Canadian former ice hockey player and executive

Peter Chiarelli (born August 5, 1964) is a Canadian ice hockey executive and former player. He is the vice president of hockey operations for the St. Louis Blues of the National Hockey League. He previously served as general manager of both the Boston Bruins and the Edmonton Oilers, winning the Stanley Cup with the Bruins in 2011. Both of his tenures as general manager ended with his being fired, with his Oilers managerial career in particular a source of controversy.

==Playing career==
Chiarelli played for Harvard University between 1983 and 1987, serving as the captain of the team.
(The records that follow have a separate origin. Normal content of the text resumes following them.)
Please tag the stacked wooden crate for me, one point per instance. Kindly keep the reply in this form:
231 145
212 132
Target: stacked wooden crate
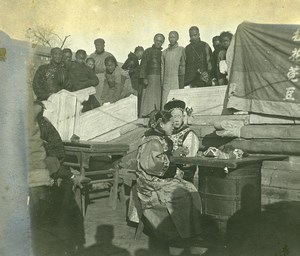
104 123
253 133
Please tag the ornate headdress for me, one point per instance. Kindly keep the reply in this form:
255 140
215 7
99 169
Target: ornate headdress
175 104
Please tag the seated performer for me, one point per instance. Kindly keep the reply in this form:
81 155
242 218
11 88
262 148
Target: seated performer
64 215
170 205
183 136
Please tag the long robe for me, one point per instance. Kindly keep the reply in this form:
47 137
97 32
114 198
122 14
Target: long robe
172 206
150 69
173 69
99 61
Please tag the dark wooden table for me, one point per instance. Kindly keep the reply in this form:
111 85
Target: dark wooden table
84 150
225 186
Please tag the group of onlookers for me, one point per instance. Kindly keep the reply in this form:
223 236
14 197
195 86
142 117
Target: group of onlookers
149 74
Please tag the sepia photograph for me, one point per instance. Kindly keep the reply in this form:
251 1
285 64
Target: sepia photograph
150 128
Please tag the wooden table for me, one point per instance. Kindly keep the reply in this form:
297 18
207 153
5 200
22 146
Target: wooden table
227 186
84 150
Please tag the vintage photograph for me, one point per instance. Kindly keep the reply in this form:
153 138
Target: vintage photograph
150 128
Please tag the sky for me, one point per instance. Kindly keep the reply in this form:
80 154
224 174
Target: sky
125 24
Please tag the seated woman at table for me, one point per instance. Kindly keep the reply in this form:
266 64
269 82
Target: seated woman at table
171 205
183 136
117 84
65 219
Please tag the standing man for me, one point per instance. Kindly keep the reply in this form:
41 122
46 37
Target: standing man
183 137
150 72
100 55
51 78
81 75
214 60
226 38
198 60
132 64
173 66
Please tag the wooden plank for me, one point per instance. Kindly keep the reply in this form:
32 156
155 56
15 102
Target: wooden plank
222 163
106 118
271 131
253 146
204 101
212 119
267 146
280 179
62 110
281 165
268 119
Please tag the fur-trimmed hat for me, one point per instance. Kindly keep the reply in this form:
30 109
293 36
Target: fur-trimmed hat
179 104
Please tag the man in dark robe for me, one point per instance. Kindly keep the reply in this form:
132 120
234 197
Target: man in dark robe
82 76
214 60
64 217
150 72
198 61
51 78
133 66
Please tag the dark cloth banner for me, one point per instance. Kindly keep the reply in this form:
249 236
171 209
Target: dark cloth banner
265 71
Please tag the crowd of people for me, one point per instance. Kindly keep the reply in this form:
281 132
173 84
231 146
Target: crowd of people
149 74
170 202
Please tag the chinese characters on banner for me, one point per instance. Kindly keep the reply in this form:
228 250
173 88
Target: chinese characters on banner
294 71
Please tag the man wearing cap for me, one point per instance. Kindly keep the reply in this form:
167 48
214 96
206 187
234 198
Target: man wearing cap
150 73
100 55
51 78
183 136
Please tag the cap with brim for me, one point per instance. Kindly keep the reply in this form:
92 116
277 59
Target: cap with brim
99 41
178 104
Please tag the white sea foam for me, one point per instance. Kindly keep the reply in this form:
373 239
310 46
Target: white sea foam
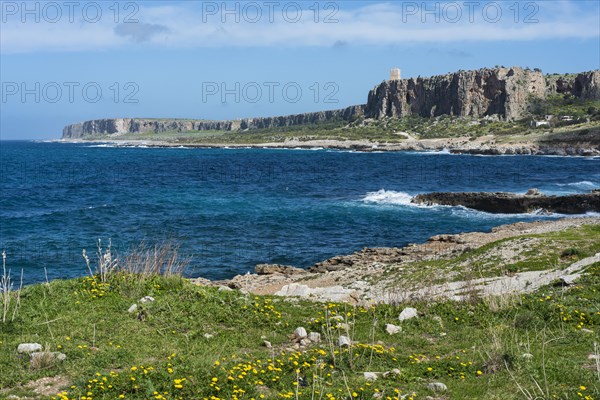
581 184
383 196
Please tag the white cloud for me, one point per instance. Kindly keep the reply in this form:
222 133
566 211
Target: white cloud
193 25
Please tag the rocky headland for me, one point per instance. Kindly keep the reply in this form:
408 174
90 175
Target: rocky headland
501 93
451 266
511 203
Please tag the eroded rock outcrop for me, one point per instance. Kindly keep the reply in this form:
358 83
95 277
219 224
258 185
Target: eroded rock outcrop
120 126
499 91
511 203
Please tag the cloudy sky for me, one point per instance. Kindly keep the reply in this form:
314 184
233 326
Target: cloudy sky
68 61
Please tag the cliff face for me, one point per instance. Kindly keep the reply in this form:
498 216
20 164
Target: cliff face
119 126
501 91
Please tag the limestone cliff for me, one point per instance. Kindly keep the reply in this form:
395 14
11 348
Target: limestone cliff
499 91
503 92
119 126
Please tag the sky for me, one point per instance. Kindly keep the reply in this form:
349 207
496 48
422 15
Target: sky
63 62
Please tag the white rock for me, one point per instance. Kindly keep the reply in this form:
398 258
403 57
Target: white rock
300 333
29 347
146 299
408 313
344 341
314 337
55 355
437 387
392 329
370 376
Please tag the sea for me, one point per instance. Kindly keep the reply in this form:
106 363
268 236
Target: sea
230 209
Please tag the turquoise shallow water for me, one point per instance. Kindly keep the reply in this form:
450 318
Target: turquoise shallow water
231 209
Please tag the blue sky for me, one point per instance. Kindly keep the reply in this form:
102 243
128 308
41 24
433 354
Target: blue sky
66 62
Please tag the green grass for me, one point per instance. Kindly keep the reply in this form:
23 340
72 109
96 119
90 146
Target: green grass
536 252
476 348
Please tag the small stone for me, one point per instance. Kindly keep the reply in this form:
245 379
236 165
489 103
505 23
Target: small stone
29 347
344 326
408 313
392 329
314 337
344 341
437 387
300 333
370 376
54 354
568 280
146 299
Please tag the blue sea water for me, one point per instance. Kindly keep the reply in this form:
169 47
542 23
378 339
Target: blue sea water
230 209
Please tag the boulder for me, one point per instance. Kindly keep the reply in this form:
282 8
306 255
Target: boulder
270 269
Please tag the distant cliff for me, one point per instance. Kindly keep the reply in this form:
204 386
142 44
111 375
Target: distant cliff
119 126
500 91
505 92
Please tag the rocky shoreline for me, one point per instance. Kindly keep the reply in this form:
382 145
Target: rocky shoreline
484 145
511 203
382 274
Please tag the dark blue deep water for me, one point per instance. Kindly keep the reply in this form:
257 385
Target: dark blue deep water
231 209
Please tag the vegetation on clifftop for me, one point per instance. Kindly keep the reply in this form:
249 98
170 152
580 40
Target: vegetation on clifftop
195 342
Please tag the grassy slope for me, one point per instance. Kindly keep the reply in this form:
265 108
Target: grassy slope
467 346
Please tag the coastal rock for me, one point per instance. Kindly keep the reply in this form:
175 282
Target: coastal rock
121 126
511 203
269 269
29 348
484 92
330 293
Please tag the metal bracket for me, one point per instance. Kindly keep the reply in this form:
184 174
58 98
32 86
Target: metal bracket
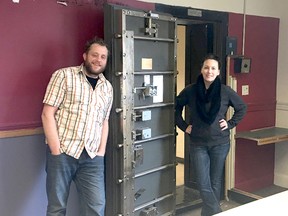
151 28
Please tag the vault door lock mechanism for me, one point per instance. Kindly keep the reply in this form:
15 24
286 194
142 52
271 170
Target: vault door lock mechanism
149 90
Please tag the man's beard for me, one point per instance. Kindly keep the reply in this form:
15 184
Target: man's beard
92 72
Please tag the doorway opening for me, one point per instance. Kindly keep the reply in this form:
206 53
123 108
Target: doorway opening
197 36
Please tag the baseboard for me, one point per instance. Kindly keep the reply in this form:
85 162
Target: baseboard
242 197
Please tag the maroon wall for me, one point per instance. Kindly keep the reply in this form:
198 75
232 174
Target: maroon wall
254 166
36 38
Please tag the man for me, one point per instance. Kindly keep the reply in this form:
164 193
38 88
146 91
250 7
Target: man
75 117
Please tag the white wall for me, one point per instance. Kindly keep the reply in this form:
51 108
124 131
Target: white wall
270 8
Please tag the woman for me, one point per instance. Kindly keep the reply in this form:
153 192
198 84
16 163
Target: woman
208 101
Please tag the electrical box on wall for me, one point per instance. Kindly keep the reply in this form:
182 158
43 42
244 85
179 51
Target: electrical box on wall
242 65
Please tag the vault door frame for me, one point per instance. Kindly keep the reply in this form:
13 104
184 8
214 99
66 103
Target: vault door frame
121 156
191 16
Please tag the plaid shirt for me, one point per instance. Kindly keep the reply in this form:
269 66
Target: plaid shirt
82 110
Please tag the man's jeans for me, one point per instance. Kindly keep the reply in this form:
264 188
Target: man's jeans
208 163
88 175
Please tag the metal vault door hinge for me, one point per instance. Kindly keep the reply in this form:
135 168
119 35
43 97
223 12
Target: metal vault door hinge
150 27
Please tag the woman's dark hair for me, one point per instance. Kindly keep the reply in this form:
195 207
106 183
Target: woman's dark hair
213 57
95 40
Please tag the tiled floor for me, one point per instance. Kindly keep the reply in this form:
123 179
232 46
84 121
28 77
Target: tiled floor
189 195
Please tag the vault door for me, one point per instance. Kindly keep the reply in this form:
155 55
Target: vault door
141 151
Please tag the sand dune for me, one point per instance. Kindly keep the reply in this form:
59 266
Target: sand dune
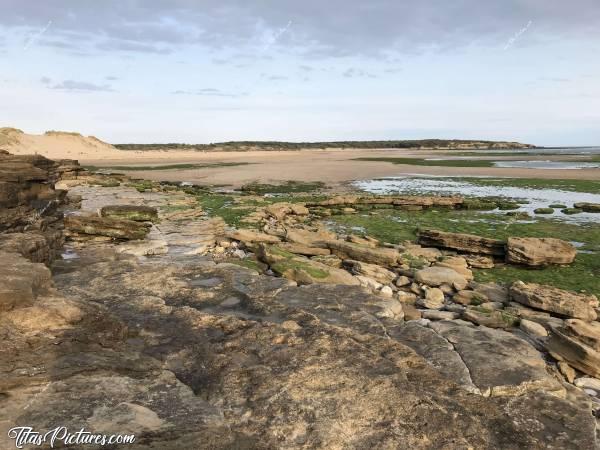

During his freshman year there, he lived in Straus Hall, where Seth Goldman and Canadian prime minister Mark Carney lived. Professionally he played for the Nottingham Panthers of the British Hockey League (BHL).

==Executive career==
===Early career===
Before becoming an NHL executive, Chiarelli was a player agent before joining the Ottawa Senators in 1999. He was also an attorney in private practice in Ottawa having graduated from the University of Ottawa's law school. Chiarelli served as the assistant general manager for the Ottawa Senators for two years, including the cancelled 2004–05 lockout season.

===Boston Bruins (2006–2015)===
Chiarelli was hired on May 26, 2006, as the general manager of the Boston Bruins, signed to a four-year contract. However, due to NHL rules, he was required to wait until July 8 to assume his duties in Boston, instead finishing out his time as an assistant general manager with the Senators. This precluded him from making decisions for the Bruins at the 2006 NHL entry draft, which was handled by interim general manager Jeff Gorton.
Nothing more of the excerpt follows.